The pedestrian-induced instability of the London Millennium Bridge is a widely used example of Kuramoto synchronisation. Yet, reviewing observational, experimental, and modelling evidence, we argue that increased coherence of pedestrians’ foot placement is a consequence of, not a cause of the instability. Instead, uncorrelated pedestrians produce positive feedback, through negative damping on average, that can initiate significant lateral bridge vibration over a wide range of natural frequencies. We present a simple general formula that quantifies this effect, and illustrate it through simulation of three mathematical models, including one with strong propensity for synchronisation. Despite subtle effects of gait strategies in determining precise instability thresholds, our results show that average negative damping is always the trigger.
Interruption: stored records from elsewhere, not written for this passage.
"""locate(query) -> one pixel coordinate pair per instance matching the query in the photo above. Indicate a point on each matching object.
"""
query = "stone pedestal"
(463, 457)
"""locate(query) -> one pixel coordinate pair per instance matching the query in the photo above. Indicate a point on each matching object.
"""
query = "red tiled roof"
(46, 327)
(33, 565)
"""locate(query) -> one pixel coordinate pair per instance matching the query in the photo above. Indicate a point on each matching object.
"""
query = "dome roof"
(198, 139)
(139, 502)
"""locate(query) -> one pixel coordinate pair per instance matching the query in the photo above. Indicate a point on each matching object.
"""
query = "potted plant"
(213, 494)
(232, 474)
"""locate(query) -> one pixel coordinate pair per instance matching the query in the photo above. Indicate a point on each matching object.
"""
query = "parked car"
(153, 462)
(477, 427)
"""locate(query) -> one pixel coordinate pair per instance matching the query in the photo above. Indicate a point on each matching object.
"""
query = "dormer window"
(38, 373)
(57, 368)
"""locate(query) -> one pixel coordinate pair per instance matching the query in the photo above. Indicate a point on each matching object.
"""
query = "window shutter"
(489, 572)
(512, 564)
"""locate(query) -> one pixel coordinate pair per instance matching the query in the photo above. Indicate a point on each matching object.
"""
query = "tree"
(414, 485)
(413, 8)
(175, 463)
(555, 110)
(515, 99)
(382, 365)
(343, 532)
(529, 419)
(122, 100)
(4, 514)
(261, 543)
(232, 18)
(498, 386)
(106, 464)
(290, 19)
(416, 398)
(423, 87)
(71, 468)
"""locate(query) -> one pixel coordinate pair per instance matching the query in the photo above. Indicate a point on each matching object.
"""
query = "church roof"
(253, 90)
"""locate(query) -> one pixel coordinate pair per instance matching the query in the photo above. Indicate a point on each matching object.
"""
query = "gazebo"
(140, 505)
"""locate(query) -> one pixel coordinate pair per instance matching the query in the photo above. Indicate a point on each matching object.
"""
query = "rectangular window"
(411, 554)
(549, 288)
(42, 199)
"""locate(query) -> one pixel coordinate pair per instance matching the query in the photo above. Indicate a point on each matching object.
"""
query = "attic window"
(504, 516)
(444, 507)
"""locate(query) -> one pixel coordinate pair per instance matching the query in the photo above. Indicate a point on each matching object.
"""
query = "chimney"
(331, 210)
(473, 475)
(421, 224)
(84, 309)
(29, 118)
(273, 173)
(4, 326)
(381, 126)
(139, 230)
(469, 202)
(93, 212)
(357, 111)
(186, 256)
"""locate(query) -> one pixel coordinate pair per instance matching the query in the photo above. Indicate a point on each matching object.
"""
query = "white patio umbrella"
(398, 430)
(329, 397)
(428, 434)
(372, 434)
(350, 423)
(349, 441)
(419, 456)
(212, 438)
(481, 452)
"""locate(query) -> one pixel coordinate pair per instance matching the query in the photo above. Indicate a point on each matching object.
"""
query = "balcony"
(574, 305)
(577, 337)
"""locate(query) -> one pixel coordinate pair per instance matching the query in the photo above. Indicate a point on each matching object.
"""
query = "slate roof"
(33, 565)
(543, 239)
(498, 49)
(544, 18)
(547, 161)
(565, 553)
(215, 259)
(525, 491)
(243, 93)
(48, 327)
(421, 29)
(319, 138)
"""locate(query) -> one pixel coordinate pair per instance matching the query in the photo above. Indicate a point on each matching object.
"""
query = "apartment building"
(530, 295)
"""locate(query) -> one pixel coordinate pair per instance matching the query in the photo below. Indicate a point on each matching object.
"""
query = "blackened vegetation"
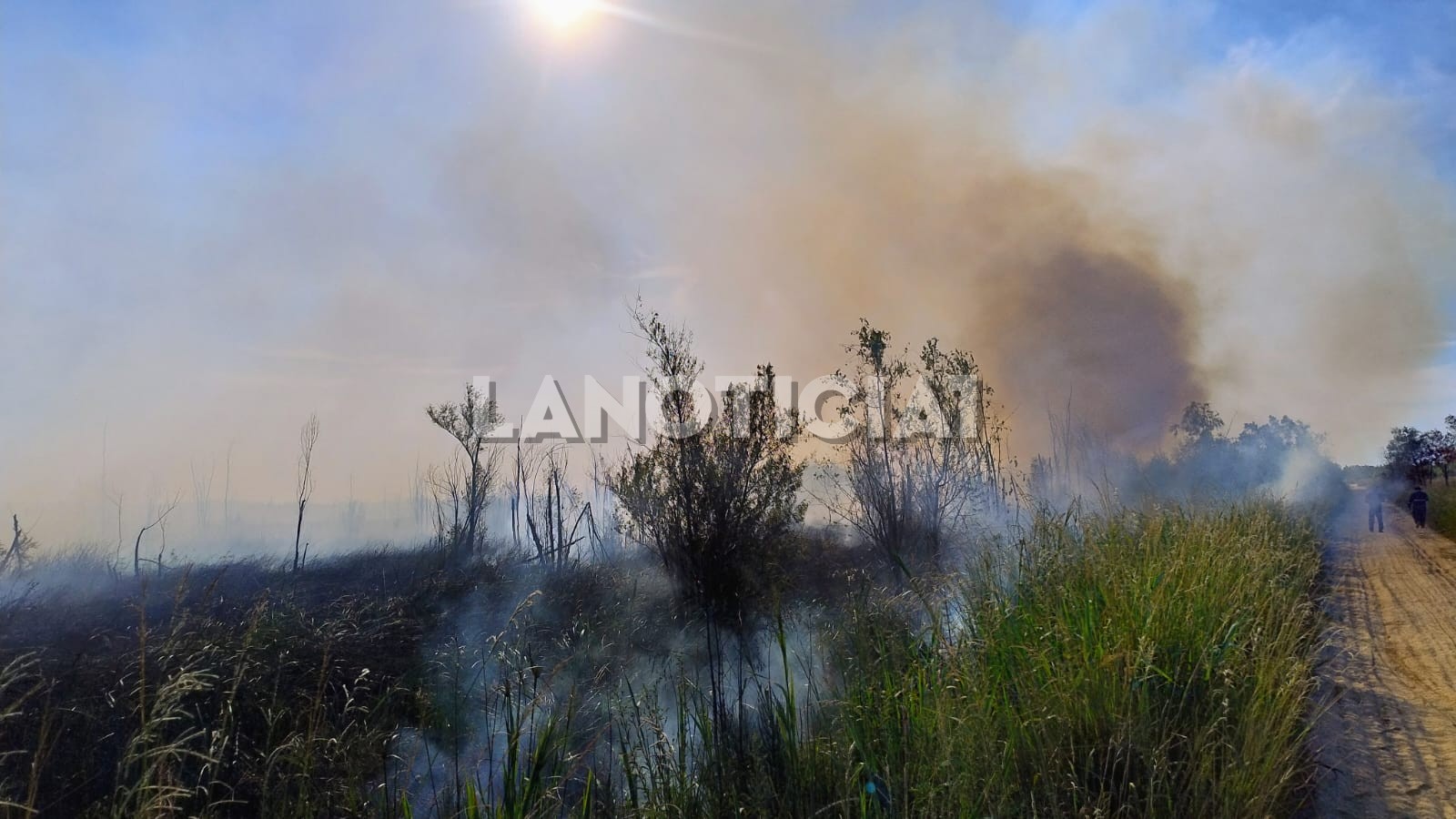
(932, 652)
(715, 499)
(247, 690)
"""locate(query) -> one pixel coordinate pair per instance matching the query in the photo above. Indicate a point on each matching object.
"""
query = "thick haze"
(217, 220)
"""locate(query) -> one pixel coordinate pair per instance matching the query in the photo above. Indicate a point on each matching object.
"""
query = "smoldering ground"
(1099, 216)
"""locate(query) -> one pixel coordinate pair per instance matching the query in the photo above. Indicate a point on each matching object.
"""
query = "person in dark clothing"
(1376, 504)
(1417, 503)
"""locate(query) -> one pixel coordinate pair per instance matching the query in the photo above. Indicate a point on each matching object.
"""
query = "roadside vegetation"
(958, 642)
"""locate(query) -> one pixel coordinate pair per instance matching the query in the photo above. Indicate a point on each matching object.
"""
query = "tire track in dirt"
(1385, 734)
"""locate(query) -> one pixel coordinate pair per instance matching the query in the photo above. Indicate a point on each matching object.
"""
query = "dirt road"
(1387, 745)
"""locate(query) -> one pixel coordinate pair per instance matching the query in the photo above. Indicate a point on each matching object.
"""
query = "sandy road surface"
(1387, 745)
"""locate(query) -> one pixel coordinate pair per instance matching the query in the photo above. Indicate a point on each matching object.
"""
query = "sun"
(562, 15)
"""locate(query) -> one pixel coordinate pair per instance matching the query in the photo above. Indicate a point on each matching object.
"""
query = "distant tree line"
(1419, 457)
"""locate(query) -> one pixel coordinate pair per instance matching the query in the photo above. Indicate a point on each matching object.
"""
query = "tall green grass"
(1139, 663)
(1441, 509)
(1142, 665)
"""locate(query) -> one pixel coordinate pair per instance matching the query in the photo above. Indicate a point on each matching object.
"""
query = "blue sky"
(217, 216)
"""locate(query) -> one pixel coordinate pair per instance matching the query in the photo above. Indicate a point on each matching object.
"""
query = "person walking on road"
(1417, 504)
(1376, 504)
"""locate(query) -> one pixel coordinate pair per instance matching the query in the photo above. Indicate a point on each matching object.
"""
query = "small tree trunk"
(298, 535)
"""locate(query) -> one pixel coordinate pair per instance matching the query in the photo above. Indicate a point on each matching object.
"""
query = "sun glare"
(562, 15)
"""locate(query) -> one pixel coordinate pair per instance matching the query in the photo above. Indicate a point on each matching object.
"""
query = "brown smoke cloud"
(1103, 220)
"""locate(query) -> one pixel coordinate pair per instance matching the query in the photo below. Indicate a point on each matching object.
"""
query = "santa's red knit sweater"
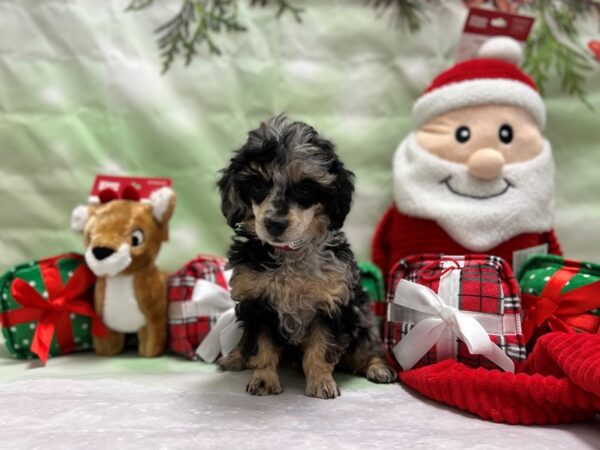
(398, 236)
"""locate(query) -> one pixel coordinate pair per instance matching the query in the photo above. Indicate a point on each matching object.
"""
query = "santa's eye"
(137, 238)
(505, 134)
(463, 134)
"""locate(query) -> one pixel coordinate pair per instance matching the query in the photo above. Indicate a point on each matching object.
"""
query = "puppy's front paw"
(381, 373)
(264, 384)
(234, 362)
(324, 387)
More broadly, we describe an alternative to Kuramoto theory for emergence of coherent oscillations in nature; collective contributions from incoherent agents need not cancel, but can provide positive feedback on average, leading to global limit-cycle motion.

Suggested Citation

  • Igor Belykh & Mateusz Bocian & Alan R. Champneys & Kevin Daley & Russell Jeter & John H. G. Macdonald & Allan McRobie, 2021. "Emergence of the London Millennium Bridge instability without synchronisation," Nature Communications, Nature, vol. 12(1), pages 1-14, December.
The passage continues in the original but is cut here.